The big worry raised by this revelation is that China’s policy to encourage mainland Chinese to immigrate to the region to dilute its ethnic Tibetan population continues under President Xi Jinping’s Sinicization policy.
While the report did not say in so many words that the TAR topped the provincial-level population growth rate, it cited the yearbook as saying the top three regions in terms of natural population growth rates last year were the TAR, the Ningxia Hui autonomous region and Guizhou province, citing them in that order.
Bemoaning the overall decline in the country’s population, given its adverse implications for the country’s economic future, the report said Fujian, Jiangxi and Zhejiang provinces had shifted from positive to negative population growth.
China’s total population dropped for the second consecutive year in 2023, decreasing by roughly 2.08 million to 1.41 billion. The total number of newborns in the country for the year was 9.02 million, with a birth rate of 6.39 per thousand, the report cited the yearbook as saying.

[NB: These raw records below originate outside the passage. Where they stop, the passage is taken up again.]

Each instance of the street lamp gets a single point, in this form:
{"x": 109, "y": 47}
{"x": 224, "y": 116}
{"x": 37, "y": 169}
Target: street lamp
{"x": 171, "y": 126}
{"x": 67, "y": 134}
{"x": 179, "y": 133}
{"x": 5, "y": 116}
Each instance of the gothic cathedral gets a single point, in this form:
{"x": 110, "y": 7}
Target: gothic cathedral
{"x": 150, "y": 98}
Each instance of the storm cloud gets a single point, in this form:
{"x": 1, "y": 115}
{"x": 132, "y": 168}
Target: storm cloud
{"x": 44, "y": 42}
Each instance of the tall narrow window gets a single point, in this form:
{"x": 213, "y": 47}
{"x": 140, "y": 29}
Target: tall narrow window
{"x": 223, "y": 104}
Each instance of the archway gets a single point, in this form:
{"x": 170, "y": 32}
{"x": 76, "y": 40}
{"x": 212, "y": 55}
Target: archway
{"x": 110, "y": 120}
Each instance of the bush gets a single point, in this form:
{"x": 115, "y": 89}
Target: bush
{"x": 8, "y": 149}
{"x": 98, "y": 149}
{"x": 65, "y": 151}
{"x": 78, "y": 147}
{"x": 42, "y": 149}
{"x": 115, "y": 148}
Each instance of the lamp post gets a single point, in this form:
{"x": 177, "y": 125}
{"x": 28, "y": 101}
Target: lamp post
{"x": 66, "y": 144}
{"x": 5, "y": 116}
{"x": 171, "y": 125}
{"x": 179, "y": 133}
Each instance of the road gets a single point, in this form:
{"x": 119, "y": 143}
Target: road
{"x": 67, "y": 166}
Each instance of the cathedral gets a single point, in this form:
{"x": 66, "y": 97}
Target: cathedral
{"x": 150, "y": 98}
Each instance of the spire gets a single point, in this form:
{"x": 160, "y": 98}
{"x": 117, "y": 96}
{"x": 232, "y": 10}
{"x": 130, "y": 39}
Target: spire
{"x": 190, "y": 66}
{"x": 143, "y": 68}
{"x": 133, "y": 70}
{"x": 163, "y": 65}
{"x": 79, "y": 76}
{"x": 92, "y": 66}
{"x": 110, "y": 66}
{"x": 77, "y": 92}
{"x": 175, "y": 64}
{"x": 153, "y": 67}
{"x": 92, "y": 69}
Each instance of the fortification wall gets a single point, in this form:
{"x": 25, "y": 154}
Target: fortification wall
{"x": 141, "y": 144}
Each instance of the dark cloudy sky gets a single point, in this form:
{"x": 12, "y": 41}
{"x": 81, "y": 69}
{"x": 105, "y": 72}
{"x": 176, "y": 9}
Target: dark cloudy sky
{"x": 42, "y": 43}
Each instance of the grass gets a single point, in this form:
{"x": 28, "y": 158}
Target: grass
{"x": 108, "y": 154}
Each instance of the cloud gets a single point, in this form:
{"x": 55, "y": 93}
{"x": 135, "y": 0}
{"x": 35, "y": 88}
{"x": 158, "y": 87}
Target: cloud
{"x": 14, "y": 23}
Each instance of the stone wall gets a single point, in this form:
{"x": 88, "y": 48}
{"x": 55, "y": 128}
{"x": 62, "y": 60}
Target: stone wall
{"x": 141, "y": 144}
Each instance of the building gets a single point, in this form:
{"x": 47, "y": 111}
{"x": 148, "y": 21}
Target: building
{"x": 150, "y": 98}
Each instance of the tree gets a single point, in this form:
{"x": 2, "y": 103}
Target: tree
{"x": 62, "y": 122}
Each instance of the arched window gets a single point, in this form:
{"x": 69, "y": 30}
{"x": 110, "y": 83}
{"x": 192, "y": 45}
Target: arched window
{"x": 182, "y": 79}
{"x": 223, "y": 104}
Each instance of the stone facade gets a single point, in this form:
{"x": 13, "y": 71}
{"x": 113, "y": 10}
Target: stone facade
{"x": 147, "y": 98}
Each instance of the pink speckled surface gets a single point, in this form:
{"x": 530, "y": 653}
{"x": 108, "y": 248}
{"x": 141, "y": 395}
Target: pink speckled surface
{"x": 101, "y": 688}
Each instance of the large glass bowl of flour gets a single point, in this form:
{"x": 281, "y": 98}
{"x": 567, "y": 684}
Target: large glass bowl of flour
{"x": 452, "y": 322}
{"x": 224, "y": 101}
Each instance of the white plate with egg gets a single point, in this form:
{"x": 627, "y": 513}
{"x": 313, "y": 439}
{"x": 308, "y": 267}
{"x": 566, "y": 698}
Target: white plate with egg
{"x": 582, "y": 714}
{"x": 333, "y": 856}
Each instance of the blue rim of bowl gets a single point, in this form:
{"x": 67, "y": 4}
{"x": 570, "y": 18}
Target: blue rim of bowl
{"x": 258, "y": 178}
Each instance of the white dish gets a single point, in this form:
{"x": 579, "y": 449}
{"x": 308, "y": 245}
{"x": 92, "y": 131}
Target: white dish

The five provincial-level regions with the lowest birth rates last year were stated to be Tianjin, Shanghai and the provinces of Liaoning, Jilin and Heilongjiang. Heilongjiang had the lowest birth rate at only 2.92 per thousand.
Nationwide, the country’s current total fertility rate — the average number of babies born to each woman of reproductive age — has fallen to a concerning level of around 1, the report cited the latest government statistics as showing.
The PRC’s total fertility rate fell below the replacement level of 2.1 to 2.08 in 1992, and the low fertility trend has continued over the past three decades, Yuan Xin, a professor at Nankai University and vice-president of the China Population Association, has noted.
He has said the challenge to raise fertility rates is a long process and comes with extremely high costs.
Guangdong province registered just over 1 million newborns last year, the highest in the country for the sixth consecutive year, according to the yearbook. But this was partly because of Guangdong’s relatively developed economy which, in Yuan’s view, attracts a significant number of people from other provinces, especially young people.
In the case of the TAR, it is a slew of government incentives designed to implement President Xi’s call for its Sinicization which attracts a significant number of people from mainland China.